Ionia


— pemula gelora kajian keilmuan
 
Ionia — pemula gelora kajian keilmuan : Delos, bekas pusat daerah Ionia.; Ionia — pemula gelora kajian keilmuan; Ionia; Pemula; Gelora; kajian; keilmuan; kaji; aji; pengkajian; pengajian; Adib Rifqi Setiawan; Adib; Rifqi; Setiawan; The Azillion; Alobatnic; Alobatnic and The Battle-Mate; RM Adhila; Pelantan;
Delos, bekas pusat daerah Ionia. [Sumber: wikipedia]
Gerhana menjadi peristiwa penting dalam linimasa peradaban manusia di planet Bumi. Semula, peristiwa tersebut ditaggapi dengan menggunakan ragam macam mitos. Saat terjadi gerhana, orang-orang di Bumi bergegas menyelamatkan Surya (Matahari) atau Bulan dengan bersama-sama membikin kebisingan. Melalui kebisingan ini mereka berharap supaya gerhana segera sirna.

Mitos seperti ini tak hanya terjadi di tanah Jawa dengan cerita ‘Srengengene dipangan Butho’ (Jawa: Suryanya dimakan Raksasa). Di belahan wilayah lain, mitos seperti inipun ada. Entah bagaimana caranya, setiap generasi peradaban manusia di planet Bumi, selalu saja ada titik temu jitu. Ada kecenderungan yang berlaku pada setiap masa yang hingga kini tak pernah sirna juga.

Lamat-lamat malar, manusia meninggalkan mitos tersebut sesudah melihat adanya pola keteraturan dalam peristiwa gerhana. Pola keteraturan alamiah yang terus menerus berjalan tanpa perlu menghadirkan kebisingan untuk ‘menyelamatkan’ kirana Surya atau Bulan dari temaram saat gerhana.

Tak jelas behind the scene penangkapan pola ini. Entah memang berupaya memperhatikan, entah karena malas lalu tiba-tiba mendapatkan, entah ada sosok yang datang membuka jalan pemahaman. Yang jelas manusia mulai menyadari bahwa gerhana terjadi dengan pola teratur yang berulang sendiri. Kesadaran yang membangkitkan semangat untuk bisa memahami.

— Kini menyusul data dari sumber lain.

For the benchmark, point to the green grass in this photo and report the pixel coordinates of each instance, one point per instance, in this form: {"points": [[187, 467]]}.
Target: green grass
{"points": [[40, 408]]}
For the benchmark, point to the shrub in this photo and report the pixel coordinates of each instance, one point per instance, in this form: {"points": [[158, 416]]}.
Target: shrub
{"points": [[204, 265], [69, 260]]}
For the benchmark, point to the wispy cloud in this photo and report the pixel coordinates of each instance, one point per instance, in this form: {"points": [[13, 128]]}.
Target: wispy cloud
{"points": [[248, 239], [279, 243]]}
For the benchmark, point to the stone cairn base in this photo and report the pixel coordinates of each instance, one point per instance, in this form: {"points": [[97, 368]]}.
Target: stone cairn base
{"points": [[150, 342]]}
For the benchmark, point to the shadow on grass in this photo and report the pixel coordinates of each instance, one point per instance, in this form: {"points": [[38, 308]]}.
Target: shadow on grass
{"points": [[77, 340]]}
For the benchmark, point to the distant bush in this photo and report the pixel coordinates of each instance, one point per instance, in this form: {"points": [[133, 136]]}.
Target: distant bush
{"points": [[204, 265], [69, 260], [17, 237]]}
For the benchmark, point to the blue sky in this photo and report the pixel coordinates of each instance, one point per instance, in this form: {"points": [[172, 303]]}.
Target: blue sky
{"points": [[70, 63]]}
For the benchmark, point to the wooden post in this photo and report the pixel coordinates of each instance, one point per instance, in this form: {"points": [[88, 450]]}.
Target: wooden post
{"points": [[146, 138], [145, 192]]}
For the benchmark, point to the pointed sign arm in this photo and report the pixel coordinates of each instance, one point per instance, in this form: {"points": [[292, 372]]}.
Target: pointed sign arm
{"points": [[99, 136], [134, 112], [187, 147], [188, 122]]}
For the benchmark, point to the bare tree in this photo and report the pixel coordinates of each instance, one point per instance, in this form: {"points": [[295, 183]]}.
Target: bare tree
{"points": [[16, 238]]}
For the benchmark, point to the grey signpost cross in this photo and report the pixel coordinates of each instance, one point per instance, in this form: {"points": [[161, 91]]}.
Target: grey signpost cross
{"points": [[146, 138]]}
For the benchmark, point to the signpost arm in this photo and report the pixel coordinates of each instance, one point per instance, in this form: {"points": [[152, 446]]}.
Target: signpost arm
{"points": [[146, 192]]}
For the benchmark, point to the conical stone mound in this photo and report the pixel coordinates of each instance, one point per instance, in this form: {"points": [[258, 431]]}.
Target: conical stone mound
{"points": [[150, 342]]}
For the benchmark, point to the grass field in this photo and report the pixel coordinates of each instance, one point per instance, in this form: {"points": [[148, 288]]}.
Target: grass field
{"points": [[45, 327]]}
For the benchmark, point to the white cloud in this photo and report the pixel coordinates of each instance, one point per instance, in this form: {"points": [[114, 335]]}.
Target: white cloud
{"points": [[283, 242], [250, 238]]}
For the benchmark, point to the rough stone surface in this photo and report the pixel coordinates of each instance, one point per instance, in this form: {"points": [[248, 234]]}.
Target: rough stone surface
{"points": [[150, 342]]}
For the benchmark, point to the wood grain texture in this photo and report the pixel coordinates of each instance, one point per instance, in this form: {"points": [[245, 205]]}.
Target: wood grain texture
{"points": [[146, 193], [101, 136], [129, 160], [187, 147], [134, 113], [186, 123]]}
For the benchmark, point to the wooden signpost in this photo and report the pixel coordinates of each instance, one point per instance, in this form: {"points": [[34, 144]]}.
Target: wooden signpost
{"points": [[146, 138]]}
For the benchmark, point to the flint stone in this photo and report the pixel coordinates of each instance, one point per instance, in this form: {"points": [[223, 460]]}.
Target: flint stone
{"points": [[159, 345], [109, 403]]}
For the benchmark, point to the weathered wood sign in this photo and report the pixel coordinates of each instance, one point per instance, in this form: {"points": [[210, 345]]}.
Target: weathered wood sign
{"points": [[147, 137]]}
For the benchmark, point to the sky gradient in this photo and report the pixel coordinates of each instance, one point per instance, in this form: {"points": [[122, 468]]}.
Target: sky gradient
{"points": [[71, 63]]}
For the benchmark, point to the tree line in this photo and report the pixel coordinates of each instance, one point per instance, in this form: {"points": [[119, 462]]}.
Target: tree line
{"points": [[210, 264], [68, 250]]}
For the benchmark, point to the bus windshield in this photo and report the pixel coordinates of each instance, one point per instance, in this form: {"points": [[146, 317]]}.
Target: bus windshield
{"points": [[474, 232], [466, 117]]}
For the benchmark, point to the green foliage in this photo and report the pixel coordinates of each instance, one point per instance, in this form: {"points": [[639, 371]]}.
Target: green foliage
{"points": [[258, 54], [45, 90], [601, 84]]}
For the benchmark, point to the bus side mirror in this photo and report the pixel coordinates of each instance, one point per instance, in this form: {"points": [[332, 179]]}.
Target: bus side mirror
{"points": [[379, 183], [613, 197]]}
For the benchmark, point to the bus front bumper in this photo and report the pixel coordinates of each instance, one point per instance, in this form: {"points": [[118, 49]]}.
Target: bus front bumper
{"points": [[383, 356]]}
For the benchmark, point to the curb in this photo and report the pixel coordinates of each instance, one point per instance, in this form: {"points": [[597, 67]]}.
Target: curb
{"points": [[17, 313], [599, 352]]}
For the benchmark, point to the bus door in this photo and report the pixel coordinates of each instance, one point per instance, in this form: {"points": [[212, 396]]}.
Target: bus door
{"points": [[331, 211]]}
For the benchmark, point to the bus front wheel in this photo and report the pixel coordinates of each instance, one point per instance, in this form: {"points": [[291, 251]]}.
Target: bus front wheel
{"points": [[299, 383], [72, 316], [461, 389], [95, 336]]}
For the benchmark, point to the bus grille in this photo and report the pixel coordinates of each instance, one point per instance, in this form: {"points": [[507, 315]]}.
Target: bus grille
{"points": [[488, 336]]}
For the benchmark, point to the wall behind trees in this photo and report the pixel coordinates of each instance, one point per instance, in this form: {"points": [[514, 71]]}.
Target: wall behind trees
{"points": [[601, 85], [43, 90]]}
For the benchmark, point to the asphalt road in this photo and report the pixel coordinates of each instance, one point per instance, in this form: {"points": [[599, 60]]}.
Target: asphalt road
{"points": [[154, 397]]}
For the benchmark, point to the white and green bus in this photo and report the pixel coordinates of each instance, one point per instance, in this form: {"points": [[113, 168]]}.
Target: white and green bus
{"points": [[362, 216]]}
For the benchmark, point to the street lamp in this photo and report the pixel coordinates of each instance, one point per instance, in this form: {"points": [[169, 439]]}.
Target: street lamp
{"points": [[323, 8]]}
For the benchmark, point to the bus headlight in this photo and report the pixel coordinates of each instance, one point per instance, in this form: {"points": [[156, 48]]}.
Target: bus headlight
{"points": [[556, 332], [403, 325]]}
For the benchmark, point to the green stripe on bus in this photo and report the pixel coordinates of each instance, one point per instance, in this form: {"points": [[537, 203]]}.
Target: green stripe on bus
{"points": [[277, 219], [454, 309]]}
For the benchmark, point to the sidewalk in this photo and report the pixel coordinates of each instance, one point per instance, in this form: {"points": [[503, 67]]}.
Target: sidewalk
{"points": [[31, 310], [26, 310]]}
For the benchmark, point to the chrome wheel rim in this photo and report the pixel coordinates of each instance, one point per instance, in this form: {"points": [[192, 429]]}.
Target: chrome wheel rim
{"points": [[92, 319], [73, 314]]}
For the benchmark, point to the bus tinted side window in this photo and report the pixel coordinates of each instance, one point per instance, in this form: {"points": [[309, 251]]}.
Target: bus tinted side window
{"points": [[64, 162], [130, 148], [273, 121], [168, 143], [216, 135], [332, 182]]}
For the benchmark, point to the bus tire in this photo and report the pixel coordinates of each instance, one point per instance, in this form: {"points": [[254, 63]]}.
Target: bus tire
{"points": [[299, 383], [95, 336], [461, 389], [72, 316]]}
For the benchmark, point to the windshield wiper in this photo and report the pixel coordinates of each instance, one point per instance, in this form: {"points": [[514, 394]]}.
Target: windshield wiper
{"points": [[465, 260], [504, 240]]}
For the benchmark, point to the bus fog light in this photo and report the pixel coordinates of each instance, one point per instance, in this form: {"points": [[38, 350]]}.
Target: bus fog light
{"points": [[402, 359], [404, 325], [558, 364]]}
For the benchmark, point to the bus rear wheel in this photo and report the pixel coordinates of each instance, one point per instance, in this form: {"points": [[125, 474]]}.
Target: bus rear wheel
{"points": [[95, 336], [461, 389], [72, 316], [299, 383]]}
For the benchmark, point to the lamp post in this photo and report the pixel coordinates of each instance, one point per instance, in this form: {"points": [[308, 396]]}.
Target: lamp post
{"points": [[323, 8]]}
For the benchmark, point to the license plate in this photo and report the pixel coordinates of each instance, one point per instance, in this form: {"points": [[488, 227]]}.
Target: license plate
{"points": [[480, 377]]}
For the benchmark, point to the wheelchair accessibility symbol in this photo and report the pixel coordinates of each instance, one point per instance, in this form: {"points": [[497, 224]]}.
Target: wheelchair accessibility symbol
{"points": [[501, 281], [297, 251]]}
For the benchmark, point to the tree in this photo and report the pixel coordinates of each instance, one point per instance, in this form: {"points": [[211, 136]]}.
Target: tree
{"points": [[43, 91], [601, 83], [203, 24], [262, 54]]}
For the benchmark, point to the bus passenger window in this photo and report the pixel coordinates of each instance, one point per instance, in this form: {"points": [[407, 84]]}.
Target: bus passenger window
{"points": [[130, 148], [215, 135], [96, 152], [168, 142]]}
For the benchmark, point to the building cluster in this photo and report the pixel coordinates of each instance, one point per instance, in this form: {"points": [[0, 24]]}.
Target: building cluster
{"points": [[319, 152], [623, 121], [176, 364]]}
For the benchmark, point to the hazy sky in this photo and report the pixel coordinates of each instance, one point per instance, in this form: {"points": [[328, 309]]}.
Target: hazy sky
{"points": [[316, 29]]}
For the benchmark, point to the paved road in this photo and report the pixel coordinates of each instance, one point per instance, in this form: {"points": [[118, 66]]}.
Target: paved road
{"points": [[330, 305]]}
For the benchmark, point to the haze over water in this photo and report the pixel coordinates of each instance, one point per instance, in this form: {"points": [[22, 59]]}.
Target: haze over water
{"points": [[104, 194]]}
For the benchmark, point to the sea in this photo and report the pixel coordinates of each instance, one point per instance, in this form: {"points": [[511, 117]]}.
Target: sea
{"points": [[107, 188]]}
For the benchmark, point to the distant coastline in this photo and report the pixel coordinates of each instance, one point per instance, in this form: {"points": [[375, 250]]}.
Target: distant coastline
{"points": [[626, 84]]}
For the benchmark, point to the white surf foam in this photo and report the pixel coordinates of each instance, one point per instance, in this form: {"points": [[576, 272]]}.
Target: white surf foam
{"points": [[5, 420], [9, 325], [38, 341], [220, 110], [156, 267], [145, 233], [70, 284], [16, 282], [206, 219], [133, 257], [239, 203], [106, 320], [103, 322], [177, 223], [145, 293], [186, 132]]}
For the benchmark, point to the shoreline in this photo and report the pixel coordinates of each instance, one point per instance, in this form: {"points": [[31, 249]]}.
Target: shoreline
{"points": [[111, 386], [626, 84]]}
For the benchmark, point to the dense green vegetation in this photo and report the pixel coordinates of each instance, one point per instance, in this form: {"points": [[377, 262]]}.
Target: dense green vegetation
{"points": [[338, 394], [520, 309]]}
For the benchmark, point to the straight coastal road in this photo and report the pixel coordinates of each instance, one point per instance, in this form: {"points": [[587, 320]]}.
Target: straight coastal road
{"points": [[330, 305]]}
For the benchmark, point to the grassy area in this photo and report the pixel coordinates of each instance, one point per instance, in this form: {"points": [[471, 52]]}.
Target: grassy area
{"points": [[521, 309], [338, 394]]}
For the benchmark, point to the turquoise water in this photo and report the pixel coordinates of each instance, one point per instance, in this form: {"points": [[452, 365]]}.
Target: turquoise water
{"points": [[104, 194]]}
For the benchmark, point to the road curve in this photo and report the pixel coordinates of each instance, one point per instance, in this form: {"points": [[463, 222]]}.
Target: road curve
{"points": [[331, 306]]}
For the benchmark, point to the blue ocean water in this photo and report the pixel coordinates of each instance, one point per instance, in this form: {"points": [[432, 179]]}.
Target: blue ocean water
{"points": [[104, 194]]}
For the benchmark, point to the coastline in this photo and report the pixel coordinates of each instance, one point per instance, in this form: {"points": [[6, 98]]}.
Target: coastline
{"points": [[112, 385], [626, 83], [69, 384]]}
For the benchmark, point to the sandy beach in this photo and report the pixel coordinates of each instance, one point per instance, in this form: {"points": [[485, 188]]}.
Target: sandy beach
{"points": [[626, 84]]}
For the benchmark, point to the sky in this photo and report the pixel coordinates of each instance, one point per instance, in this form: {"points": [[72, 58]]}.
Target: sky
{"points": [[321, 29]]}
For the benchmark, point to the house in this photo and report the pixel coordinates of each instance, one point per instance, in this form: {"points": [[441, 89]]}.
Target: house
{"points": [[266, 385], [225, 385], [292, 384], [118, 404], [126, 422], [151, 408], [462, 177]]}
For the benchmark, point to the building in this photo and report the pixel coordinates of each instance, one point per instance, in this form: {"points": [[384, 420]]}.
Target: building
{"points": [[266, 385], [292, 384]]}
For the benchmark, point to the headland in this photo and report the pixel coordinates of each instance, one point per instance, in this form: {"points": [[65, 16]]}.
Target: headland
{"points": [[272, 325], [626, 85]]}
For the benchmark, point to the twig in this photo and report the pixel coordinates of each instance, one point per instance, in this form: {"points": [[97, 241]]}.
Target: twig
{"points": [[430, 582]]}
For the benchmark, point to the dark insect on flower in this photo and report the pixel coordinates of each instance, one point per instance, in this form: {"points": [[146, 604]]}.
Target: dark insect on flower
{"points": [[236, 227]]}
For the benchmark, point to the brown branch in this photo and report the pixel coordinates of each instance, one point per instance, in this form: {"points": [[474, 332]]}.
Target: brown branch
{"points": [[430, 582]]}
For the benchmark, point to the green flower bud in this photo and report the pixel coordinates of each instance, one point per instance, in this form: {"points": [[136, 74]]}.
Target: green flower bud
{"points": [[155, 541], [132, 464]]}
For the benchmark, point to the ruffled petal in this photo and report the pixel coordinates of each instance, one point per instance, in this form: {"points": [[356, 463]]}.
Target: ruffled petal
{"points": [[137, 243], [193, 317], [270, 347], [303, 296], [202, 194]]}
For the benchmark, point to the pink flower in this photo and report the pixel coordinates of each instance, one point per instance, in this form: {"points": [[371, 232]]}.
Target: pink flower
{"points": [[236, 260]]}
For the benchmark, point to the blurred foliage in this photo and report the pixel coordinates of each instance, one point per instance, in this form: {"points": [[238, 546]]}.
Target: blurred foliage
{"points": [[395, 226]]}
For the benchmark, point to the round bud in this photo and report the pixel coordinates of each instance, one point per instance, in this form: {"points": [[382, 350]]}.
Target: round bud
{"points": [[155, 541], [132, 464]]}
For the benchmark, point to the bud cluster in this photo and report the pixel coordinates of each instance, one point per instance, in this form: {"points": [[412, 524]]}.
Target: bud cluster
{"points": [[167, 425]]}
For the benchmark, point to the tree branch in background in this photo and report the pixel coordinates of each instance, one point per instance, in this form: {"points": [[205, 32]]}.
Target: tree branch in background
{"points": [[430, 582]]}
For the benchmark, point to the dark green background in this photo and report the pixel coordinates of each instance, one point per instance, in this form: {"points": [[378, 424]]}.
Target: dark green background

Pemahaman terhadap pola keteraturan membikin bangsa Babilonia kuno yang menduduki wilayah Mesopotamia sanggup memperkirakan masa terjadi gerhana lagi. Perkiraan mereka cukup akurat meski belum disertai pemahaman terhadap penyebab terjadinya gerhana. Mereka memulainya dengan gerhana Bulan dan perlahan dilanjutkan dengan gerhana Surya. Dari situlah pemahaman bahwa peristiwa alam memiliki keteraturan mulai menggelora.

Gelora mencari tahu pola keteraturan peristiwa alam mulai meraja sesudah gagasan brilian diberikan oleh seorang laki bernama Thales (Θαλῆς). Sosok misterius asal Miletus (kini Turki) ini diperkirakan mendiami planet Bumi sepanjang 624 hingga 546 sebelum masehi (SM). Dia memberikan gagasan mengenai pola keteraturan ini yang dimulai dengan mengajakserta masyarakat (kawulo alias rakyat dan gusti alias pejabat) di kampung halamannya, Ionia.

Secara khusus, Thales mendapat apresiasi menawan atas keberhasilannya memperkirakan dengan jitu terjadinya gerhana Surya pada tahun 585 SM. Tak ada peninggalan karya tulis dari Thales yang bisa ditemukan, namun semua sepakat bahwa dialah sosok keren pencetus gagasan baru dalam melakukan ijtihad.

Gagasan Thales membuka gerbang petualangan panjang tanpa henti yang dilakoni manusia hingga kini. Petualangan atas dasar keyakinan bahwa alam semesta memiliki keteraturan yang dapat dipahami. Kejadian yang tampak sulit dan komplit dapat disederhanakan melalui penjelasan rapi dan rinci.

Thales memulai gelora ini melalui kampung halamannya yang disebut Ionia. Thales menjadikan Ionia sebagai batu loncatan mengagumkan. Pada masanya, Ionia yang masuk wilayah Yunani merupakan pusat ilmuwan yang kirananya meluas hingga Turki dan Italia.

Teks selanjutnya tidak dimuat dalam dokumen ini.